Find the derivative of the function y=x2 + 2x + 1/ square root of x2 + 2x -1
To find the derivative of the function y = x^2 + 2x + 1 / sqrt(x^2 + 2x - 1), we can use the quotient rule. The quotient rule states that if you have a function in the form f(x) = g(x) / h(x), where g(x) and h(x) are both differentiable functions, then the derivative of f(x) is given by:
f'(x) = (h(x) * g'(x) - g(x) * h'(x)) / (h(x))^2
For our function, let's define g(x) = x^2 + 2x + 1 and h(x) = sqrt(x^2 + 2x - 1). Now we need to find the derivatives of g(x) and h(x).
1. Derivative of g(x):
To find g'(x), we take the derivative of each term separately:
g'(x) = d/dx (x^2 + 2x + 1)
= 2x + 2 (using the power rule for derivatives)
2. Derivative of h(x):
To find h'(x), we need to use the chain rule because h(x) is a composition of functions. Let's define a new function u(x) = x^2 + 2x - 1, then we have:
h(x) = sqrt(u(x))
Now we can find h'(x) using the chain rule:
h'(x) = d/dx [sqrt(u(x))]
= (1 / (2 * sqrt(u(x)))) * d/dx [u(x)]
= (1 / (2 * sqrt(x^2 + 2x - 1))) * d/dx (x^2 + 2x - 1)

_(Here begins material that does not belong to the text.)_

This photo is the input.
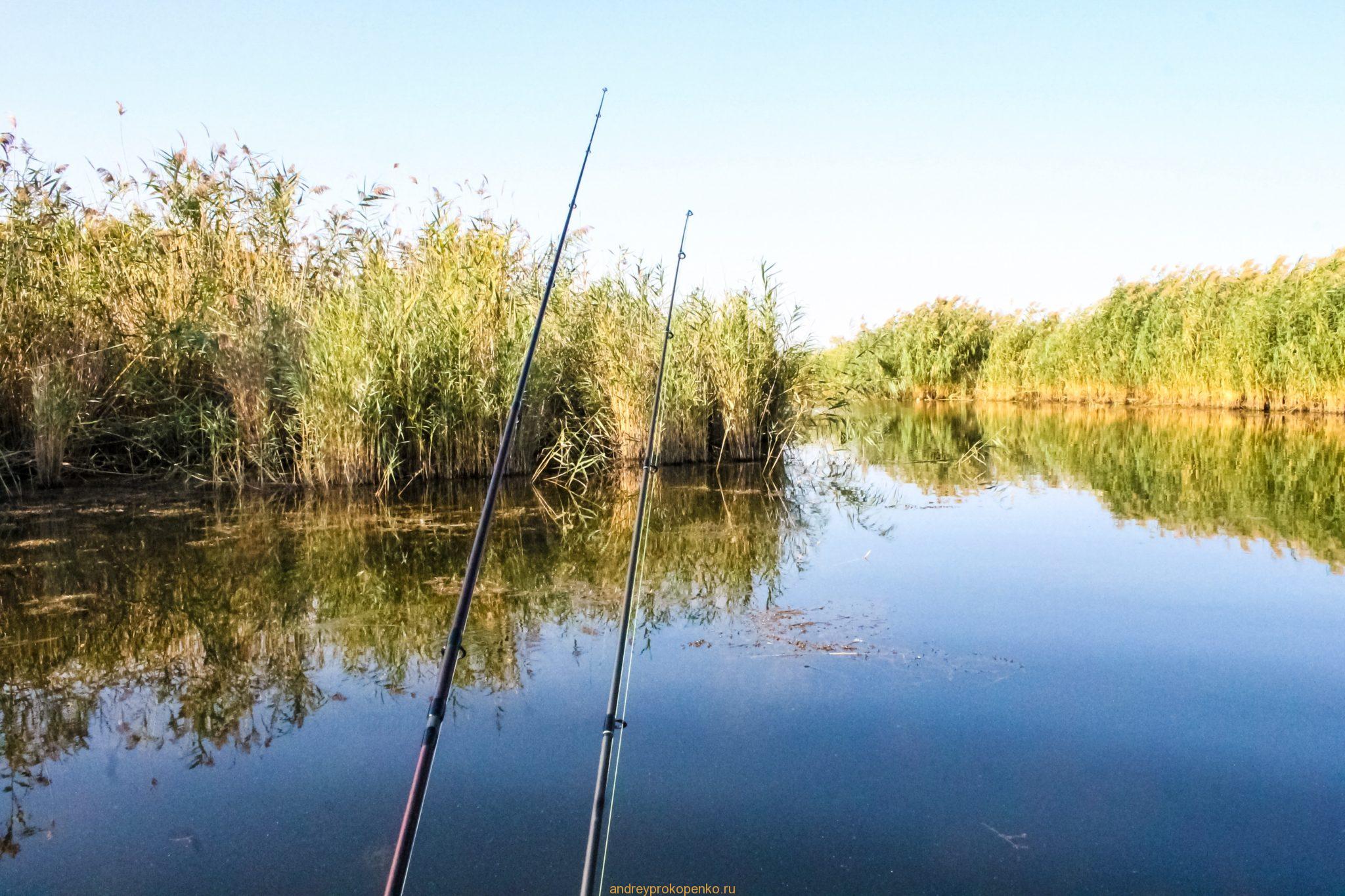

= (1 / (2 * sqrt(x^2 + 2x - 1))) * (2x + 2)
= (x + 1) / sqrt(x^2 + 2x - 1)
Now that we have g'(x) and h'(x), we can plug them into the quotient rule formula:
f'(x) = (h(x) * g'(x) - g(x) * h'(x)) / (h(x))^2
Substituting the values we found:
f'(x) = [sqrt(x^2 + 2x - 1) * (2x + 2) - (x^2 + 2x + 1) * (x + 1)] / (sqrt(x^2 + 2x - 1))^2
Simplifying this expression would give you the derivative of the function y = x^2 + 2x + 1 / sqrt(x^2 + 2x - 1).